After the drought, replace KC's trees
The Kansas City Star
Wednesday was a good day for trees and their many fans in the Kansas City area.
It rained a little, replenishing some of the moisture drained from the ground during the searing summer drought.
Mature trees turned even brighter shades of their eye-candy red, yellow and orange fall colors.
And on a two-block area south of downtown, volunteers looked to the future while planting about two dozen young trees in newly dug holes in the sidewalk along McGee Street.
The replacement of trees around the region should be a high priority for local governments as well as homeowners, because enemies are all around.
The 2012 drought has killed thousands of young trees. More bad news: Additional trees, including older ones, will die in the next few years because they were weakened this summer. A warm, dry spring could accelerate the death march. Homeowners should get out the hoses this fall and early next year to keep trees well watered.
The emerald ash borer has made its way to this area and could kill thousands of mature ashes in the coming years.
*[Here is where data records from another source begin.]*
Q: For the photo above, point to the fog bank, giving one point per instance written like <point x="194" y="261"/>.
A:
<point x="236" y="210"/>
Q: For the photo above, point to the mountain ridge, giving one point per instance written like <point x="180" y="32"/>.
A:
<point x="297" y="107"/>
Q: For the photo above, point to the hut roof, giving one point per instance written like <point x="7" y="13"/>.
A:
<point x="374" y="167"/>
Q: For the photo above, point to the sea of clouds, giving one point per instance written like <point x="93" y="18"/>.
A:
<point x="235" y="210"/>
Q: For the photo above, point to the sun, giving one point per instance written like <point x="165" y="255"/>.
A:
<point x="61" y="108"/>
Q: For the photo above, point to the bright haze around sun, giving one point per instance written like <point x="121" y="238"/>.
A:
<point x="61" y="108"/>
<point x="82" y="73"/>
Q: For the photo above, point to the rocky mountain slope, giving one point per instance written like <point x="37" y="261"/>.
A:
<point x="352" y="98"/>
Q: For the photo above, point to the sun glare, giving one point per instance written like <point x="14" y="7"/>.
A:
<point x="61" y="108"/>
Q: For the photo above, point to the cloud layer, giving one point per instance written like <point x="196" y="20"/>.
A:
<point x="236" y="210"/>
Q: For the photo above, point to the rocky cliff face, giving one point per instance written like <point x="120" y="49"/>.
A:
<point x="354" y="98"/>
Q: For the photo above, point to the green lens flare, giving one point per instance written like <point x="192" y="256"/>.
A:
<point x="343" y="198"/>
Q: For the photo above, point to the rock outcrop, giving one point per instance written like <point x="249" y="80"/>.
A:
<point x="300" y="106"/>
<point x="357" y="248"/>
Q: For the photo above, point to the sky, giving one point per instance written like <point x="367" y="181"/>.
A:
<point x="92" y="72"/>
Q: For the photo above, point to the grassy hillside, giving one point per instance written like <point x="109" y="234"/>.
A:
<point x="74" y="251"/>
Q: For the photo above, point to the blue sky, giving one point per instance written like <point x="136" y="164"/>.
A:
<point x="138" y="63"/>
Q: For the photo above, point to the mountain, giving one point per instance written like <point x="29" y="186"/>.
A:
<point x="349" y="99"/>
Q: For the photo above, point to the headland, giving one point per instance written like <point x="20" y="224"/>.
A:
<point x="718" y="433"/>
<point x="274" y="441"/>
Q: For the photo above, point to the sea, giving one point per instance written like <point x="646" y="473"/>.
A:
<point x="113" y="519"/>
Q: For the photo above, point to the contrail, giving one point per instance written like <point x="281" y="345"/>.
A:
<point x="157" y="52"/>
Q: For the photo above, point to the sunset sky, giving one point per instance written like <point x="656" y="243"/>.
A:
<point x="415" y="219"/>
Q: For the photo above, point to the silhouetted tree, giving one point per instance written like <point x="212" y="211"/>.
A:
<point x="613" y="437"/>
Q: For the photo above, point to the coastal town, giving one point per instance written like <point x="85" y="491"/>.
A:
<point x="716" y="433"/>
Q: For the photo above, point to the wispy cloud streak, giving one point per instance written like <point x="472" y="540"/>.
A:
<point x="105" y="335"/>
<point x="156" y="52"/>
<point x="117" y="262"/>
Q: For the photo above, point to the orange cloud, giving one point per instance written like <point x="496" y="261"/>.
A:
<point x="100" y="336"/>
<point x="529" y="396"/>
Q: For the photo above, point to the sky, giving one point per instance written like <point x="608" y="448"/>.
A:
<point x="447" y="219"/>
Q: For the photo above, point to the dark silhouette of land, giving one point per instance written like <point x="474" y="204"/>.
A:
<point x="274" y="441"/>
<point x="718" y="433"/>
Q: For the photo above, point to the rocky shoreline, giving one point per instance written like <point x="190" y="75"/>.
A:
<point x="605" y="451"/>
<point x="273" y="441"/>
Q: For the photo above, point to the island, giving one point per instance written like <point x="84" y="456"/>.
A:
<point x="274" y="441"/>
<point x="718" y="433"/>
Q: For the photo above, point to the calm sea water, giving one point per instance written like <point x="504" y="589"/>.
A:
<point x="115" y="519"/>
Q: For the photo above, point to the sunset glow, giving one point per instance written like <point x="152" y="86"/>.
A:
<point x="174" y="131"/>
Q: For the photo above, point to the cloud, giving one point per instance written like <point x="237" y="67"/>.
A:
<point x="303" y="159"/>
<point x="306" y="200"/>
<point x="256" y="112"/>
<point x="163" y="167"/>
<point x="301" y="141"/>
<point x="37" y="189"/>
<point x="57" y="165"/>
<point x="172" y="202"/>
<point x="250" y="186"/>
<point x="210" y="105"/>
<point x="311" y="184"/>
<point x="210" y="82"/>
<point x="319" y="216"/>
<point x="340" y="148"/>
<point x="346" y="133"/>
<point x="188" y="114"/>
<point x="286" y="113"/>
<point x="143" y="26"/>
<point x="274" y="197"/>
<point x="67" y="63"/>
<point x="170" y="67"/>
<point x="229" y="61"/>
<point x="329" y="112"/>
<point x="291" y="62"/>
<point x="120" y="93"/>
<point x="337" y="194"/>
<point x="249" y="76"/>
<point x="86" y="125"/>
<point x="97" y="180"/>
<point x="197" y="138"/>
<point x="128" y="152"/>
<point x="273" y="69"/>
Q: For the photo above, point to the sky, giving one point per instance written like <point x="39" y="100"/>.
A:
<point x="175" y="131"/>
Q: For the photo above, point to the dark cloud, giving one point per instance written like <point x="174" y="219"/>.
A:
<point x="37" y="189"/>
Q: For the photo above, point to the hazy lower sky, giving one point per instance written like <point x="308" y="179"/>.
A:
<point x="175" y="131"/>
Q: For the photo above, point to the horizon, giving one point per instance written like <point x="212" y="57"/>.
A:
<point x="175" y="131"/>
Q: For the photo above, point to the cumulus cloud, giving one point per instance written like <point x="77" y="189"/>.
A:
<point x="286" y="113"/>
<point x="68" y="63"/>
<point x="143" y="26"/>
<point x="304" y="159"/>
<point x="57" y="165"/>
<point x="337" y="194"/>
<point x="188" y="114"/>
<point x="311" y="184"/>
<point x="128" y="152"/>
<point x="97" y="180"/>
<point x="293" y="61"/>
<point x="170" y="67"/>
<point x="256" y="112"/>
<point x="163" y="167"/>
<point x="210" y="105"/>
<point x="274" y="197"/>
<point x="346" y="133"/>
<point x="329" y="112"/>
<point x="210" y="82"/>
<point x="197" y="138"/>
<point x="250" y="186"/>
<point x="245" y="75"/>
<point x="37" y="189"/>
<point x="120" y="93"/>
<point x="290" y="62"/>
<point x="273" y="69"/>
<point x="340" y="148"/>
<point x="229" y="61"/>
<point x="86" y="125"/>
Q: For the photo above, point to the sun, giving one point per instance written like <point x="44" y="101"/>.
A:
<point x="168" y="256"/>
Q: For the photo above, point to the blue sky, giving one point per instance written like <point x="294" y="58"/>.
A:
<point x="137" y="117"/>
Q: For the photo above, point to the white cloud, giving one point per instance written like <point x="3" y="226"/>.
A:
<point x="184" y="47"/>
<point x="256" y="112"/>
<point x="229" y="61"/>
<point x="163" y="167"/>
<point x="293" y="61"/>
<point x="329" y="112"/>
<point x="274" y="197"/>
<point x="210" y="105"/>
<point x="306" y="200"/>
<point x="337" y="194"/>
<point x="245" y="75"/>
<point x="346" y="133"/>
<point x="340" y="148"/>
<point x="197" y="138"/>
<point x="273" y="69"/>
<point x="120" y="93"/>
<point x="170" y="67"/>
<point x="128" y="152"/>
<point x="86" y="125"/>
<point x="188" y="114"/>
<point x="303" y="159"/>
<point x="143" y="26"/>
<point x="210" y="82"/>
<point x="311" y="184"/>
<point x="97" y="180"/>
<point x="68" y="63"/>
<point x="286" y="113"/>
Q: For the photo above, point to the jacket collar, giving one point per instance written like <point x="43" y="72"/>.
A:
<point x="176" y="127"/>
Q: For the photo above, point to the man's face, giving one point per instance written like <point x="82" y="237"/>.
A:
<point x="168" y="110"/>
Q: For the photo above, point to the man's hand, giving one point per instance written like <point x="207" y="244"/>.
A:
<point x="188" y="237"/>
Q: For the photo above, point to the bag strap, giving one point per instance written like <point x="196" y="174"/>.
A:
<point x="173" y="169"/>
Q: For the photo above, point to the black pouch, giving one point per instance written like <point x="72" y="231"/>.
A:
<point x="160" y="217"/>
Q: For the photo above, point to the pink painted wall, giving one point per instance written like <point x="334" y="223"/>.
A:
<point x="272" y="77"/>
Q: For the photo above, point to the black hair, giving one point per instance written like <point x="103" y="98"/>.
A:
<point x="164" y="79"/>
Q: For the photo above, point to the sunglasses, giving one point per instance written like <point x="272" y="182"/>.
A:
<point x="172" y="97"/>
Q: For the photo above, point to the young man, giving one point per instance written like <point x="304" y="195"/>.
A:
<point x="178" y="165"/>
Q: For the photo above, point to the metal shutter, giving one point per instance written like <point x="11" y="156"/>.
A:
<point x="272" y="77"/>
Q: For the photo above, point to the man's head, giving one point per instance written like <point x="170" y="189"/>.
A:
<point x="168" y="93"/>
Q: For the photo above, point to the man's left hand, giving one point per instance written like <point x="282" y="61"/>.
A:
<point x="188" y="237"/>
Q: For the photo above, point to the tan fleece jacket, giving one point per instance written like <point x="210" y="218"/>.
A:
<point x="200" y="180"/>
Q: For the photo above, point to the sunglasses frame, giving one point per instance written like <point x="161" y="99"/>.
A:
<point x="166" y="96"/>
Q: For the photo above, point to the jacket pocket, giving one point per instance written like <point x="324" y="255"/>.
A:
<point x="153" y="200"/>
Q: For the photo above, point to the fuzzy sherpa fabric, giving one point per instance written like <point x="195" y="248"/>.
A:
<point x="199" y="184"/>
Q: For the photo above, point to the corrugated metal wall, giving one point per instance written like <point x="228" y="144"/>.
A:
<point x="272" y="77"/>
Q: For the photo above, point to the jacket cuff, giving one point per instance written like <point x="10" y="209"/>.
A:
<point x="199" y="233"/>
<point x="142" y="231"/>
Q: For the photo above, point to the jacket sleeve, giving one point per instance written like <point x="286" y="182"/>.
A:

Kansas City parks officials soon expect to unveil a plan to treat trees on public land to slow the spread of the destructive beetle.
A microscopic worm known as the pinewood nematode continues to damage and kill pines throughout the region, causing a disease known as pine wilt. Unfortunately, there’s no cure.
-Finally, Missouri’s extensive black walnut population is being watched closely for evidence of Thousand Cankers Disease, caused by the walnut twig beetle and a fungus.
Looking ahead, Kansas City forester Kevin Lapointe says homeowners should plant a diverse variety of trees so that when disaster strikes it doesn’t wipe out too much of the city’s green canopy. The McGee Street plantings, for instance, involve five kinds of trees.
Protecting trees takes time, effort and money.
The effort is well worth it. Trees provide beauty and shade. They have been one of Kansas City’s well-promoted selling points for many years — and deserve to continue being one of our distinctive features for a long time to come.